After the GOP’s thumping at the ballot box in November, conservative columnist Kathleen Parker opined that giving up on God—“three little letters, great big problem”—was imperative for the future of the Republican Party.
“It isn’t that culture doesn’t matter. It does. But preaching to the choir produces no converts,” she wrote. “And shifting demographics suggest that the Republican Party—and conservatism with it—eventually will die out unless religion is returned to the privacy of one’s heart where it belongs.”

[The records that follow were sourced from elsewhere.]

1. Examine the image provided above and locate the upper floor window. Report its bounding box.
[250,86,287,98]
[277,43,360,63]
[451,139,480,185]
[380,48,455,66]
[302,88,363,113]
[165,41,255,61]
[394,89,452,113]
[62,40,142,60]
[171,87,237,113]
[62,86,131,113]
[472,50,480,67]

Trouble is, social conservatives have become central to the GOP, and a new Gallup poll found that only regular churchgoers have remained heavily Republican:
Since the beginning of the Bush administration in 2001, the GOP has lost self-identified Republicans across the board. Only regular churchgoers, followed closely by self-identified conservatives and older Americans, have remained with the party in large numbers.
In 2001, Americans were nearly evenly split in party identification, with 45 percent identifying as or leaning Democratic, and 44 percent identifying as or leaning Republican. Those figures are now 53 percent Democratic and 39 percent Republican.
GOP losses have been particularly acute among college graduates, 18- to 29-year-olds, self-identified moderates and those who seldom or never attend church, according to Gallup.
I meet two of those three criteria. But for now I remain a reluctant Republican, eager for the Grand Old Party to return to its grand old roots.